Il presidente russo si fa forte di un dato: al momento sono 2 delle 87 navi partite dai porti ucraini si sono dirette verso Paesi in via di sviluppo, 60 mila tonnellate di grano su un totale di più di un milione. «Ancora una volta i Paesi in via di sviluppo vengono presi in giro. Con quest’approccio la magnitudo del problema alimentare è destinata ad aumentare e ci avviamo verso una catastrofe umanitaria senza precedenti», ha detto Putin. Alle parole di Putin ha replicato il ministro dell’agricoltura di Kiev, che si è detto sorpreso e dichiarato di non essere a conoscenza di alcun piano per rivedere l’accordo per il passaggio del grano.
Tuttavia, a Mosca il malcontento rimane e va ben al di là dell’accorato appello terzomondista del presidente russo. Secondo quanto dichiarato anche negli ultimi giorni dal ministro degli Esteri russo Sergej Lavrov, i termini dell’accordo non sono soddisfacenti e le parti non starebbero rispettando tutti gli obblighi derivanti dall’intesa. Tradotto significa che Mosca pretende la rimozione di sanzioni economiche e logistiche, spinge perché il Mar Nero diventi rotta di passaggio non solo per grano ucraino, ma anche per frumento e fertilizzanti prodotti dalla Russia e attualmente bloccati e chiede atti concreti dopo aver allentato la presa sui porti ucraini.
«Anche quando non ci sono sanzioni che riguardano direttamente i prodotti ci troviamo dinanzi a restrizioni che riguardano la logistica, difficoltà nei pagamenti e impossibilità di stipulare assicurazioni. Tutti problemi che rimangono», ha aggiunto Putin, pronto a parlare di tutto questo con Erdogan. Il presidente turco in realtà avrebbe ben altri piani. Erdogan non ha mai nascosto che il vero obiettivo è far incontrare Putin con il presidente ucraino Volodimir Zelensky. Obiettivo le cui percentuali di realizzazione seppur esigue sono state alimentate, secondo l’attivissima diplomazia turca, dal «clima costruttivo instauratosi per il passaggio delle navi», che potrebbe favorire la ripartenza di un negoziato.

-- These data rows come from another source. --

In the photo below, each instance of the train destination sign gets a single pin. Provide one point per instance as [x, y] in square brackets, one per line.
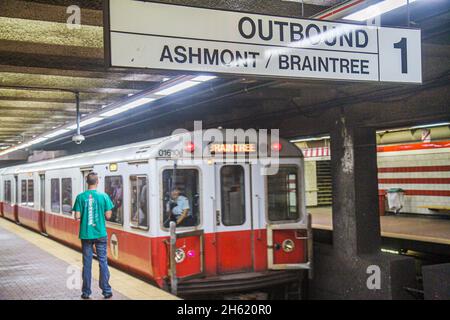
[172, 37]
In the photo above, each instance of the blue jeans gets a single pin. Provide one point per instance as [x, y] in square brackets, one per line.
[101, 246]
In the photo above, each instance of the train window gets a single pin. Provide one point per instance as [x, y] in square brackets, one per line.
[139, 201]
[283, 194]
[66, 193]
[30, 192]
[55, 204]
[114, 188]
[7, 192]
[181, 197]
[233, 195]
[23, 192]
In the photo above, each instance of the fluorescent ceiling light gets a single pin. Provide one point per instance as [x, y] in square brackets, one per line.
[127, 107]
[23, 145]
[38, 140]
[377, 9]
[311, 139]
[431, 125]
[177, 88]
[86, 122]
[56, 133]
[203, 78]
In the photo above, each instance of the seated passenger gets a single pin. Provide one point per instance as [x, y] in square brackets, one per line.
[178, 209]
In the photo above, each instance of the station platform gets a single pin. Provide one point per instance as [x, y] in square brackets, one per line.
[34, 267]
[422, 229]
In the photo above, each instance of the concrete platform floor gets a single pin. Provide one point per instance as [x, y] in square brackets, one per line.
[35, 267]
[404, 227]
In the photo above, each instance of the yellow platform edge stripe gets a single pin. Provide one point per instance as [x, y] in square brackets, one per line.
[120, 281]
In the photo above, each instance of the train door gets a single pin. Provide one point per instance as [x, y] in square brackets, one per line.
[42, 201]
[233, 218]
[288, 238]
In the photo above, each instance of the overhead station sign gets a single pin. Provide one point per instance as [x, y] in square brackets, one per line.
[171, 37]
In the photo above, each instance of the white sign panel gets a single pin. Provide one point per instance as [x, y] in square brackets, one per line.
[171, 37]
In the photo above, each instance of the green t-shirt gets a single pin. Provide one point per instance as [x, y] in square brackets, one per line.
[92, 205]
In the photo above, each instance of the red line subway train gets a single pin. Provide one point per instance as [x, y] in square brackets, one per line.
[244, 231]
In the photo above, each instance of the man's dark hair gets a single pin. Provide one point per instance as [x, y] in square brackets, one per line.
[92, 179]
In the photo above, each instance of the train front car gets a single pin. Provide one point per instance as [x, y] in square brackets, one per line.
[239, 213]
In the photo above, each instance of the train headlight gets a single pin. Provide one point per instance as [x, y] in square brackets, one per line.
[180, 255]
[288, 245]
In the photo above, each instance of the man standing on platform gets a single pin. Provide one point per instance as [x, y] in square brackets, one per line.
[91, 208]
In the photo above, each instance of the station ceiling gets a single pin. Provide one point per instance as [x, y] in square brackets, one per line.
[42, 64]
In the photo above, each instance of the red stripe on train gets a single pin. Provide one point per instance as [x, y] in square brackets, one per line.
[415, 169]
[434, 193]
[415, 180]
[415, 146]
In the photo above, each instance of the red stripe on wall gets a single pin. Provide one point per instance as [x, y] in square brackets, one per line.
[415, 169]
[415, 146]
[416, 180]
[434, 193]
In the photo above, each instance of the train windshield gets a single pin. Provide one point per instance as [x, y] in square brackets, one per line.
[139, 201]
[283, 194]
[181, 197]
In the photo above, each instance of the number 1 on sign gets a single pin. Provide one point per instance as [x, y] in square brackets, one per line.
[404, 53]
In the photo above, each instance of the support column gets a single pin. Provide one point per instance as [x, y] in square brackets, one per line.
[353, 267]
[356, 223]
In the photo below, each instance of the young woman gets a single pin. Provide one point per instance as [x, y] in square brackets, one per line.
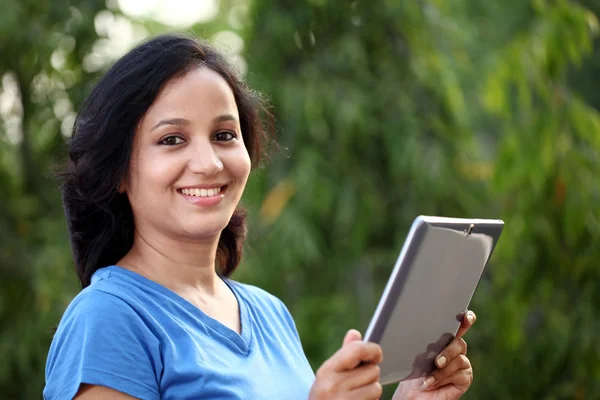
[160, 155]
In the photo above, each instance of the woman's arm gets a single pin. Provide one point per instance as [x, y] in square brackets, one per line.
[94, 392]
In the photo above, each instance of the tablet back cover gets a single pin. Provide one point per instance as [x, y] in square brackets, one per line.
[429, 291]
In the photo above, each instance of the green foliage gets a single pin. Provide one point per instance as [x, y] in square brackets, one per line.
[459, 108]
[385, 110]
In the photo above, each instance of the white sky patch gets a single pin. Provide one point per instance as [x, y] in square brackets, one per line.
[176, 13]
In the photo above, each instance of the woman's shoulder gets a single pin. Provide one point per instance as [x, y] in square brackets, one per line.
[260, 297]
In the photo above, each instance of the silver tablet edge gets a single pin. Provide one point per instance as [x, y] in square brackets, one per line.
[419, 222]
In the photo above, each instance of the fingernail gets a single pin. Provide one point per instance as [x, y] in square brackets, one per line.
[441, 361]
[471, 318]
[427, 382]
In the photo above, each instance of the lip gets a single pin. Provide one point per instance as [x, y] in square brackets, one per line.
[204, 186]
[205, 201]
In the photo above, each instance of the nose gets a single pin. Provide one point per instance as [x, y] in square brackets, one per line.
[205, 159]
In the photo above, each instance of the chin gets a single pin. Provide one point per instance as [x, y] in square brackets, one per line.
[206, 231]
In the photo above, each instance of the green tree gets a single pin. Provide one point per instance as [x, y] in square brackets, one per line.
[392, 109]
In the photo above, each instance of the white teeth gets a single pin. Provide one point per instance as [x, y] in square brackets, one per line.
[201, 192]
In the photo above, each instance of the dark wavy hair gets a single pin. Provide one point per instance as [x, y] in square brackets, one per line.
[99, 218]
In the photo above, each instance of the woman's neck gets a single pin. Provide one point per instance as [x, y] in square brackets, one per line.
[178, 265]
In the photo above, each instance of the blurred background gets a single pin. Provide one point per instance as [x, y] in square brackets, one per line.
[385, 109]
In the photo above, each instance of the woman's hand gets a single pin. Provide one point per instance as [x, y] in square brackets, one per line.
[453, 376]
[351, 373]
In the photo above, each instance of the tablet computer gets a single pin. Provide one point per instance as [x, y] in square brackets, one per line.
[429, 291]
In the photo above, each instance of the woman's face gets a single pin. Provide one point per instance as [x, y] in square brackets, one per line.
[189, 163]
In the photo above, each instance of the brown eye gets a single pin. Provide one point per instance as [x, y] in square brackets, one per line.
[224, 136]
[171, 141]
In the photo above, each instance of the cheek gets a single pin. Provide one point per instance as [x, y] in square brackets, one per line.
[238, 164]
[152, 174]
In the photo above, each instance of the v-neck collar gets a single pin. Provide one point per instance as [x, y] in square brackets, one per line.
[242, 342]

Abbandonata la pista di una trattativa diretta per il cessate il fuoco, Erdogan dopo il grano media per uno scambio di prigionieri tra Russia e Ucraina e si propone come mediatore per una via d’uscita rispetto la complicata situazione in cui versa la centrale di Zaporizhzhia. Erdogan ha anche lanciato un appello alla comunità internazionale a intervenire per facilitare l dialogo tra Russia e Ucraina, ma è al momento solo a portare avanti un piano di mediazione. Un piano al momento in divenire, che rischia di crollare se l’intesa per il passaggio del grano dovesse essere azzoppata, abbattendo il clima di dialogo e rendendo impossibile una mediazione.